Она долго еще ругается, доходя до личных оскорблений. Потом, давя на мою жалость, тихо плачет. И, наконец, ничего от меня не добившись, уходит.
Я, выжатая эмоционально и физически, лежу не шевелясь. До слуха то и дело доносятся мамины рыдания. Потом тихий бубнеж папы, под который я в итоге и засыпаю.
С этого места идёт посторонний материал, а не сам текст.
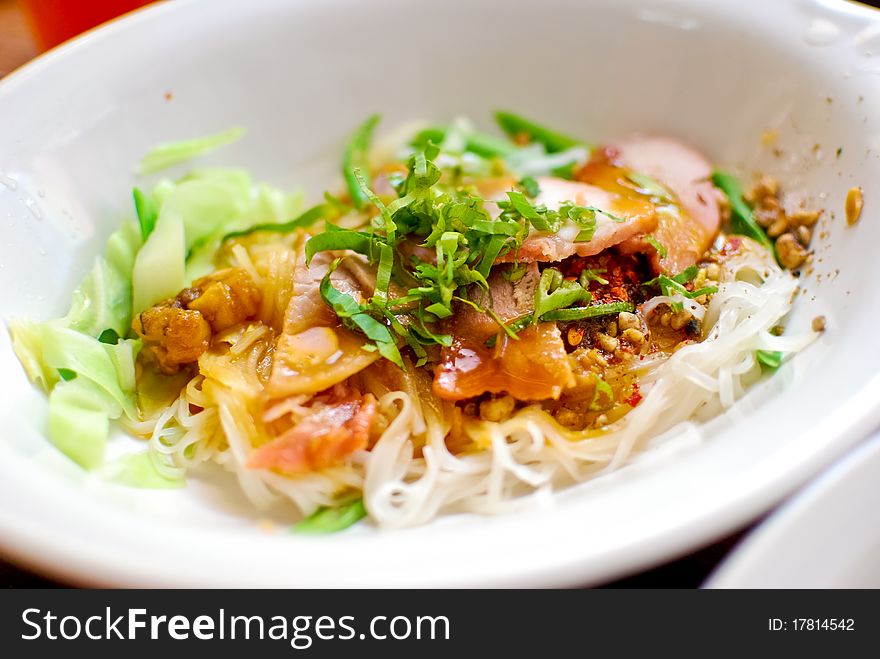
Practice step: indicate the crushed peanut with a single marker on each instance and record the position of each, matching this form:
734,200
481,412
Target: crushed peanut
626,320
854,202
575,336
791,231
497,409
791,253
634,336
679,320
607,343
А просыпаюсь от страха, что на меня спящую кто-то смотрит. Распахиваю глаза и, вглядываясь в темноту, вижу сидящего на полу у кровати Алешку.
Шмыгая носом, он трет лицо.
— Леш, ты чего?.. Ты плачешь?
— Настька! Не слушай их!
— Кого?
— Родаков! Не слушай. Не ходи на аборт! — шепчет он сбивчиво, — нельзя же детей убивать!
— Я не слушаю…
— Я тебе помогать буду! Честное слово! Гулять там… стирать… Хочешь?..
Брат что-то переворачивает в моей душе. Расшатывает, сотрясает изнутри. Горячий ком быстро движется к горлу и увлажняет мои глаза.
Перед тем, как из меня вырывается первое всхлип, я успеваю спрятать лицо в подушку. Рыдаю так, что грудь болит.
Алешка, обняв со спины, пытается успокоить, испуганно лепечет, что он нас с малышом никогда не бросит. Будет помогать, даже если родители ему запретят. Обещает, что и по ночам вставать будет и подгузники ему менять, лишь бы я его родила.
Когда слезы заканчиваются, а сил реветь совсем не остается, я переворачиваюсь на бок и, пожалуй, впервые прижимаю к своей груди голову Алешки. Целую в макушку и приглаживаю взъерошенные волосы.
— Я его оставлю. Все хорошо будет.
— Правда? Ты обещаешь?
— Обещаю. С такой поддержкой мне ничего не страшно.
Брат смущается, быстро успокаивается и превращается обратно в самого себя.
— Только если он по-большому сходит, подгузник сама будешь менять!
— Договорились! — смеюсь я.
На том и порешили. При молчаливой поддержке брата я ухожу в глухую оборону. Родители предпринимают еще несколько неудачных попыток «достучаться до моего разума», после чего папа сдается, а мама объявляет мне бойкот.
Кроме того, неожиданно на мою сторону встает бабушка. Узнав от Алешки, какую позицию заняли мои родители, заявляет, что заберет меня к себе и не разрешит им видеться с внуком.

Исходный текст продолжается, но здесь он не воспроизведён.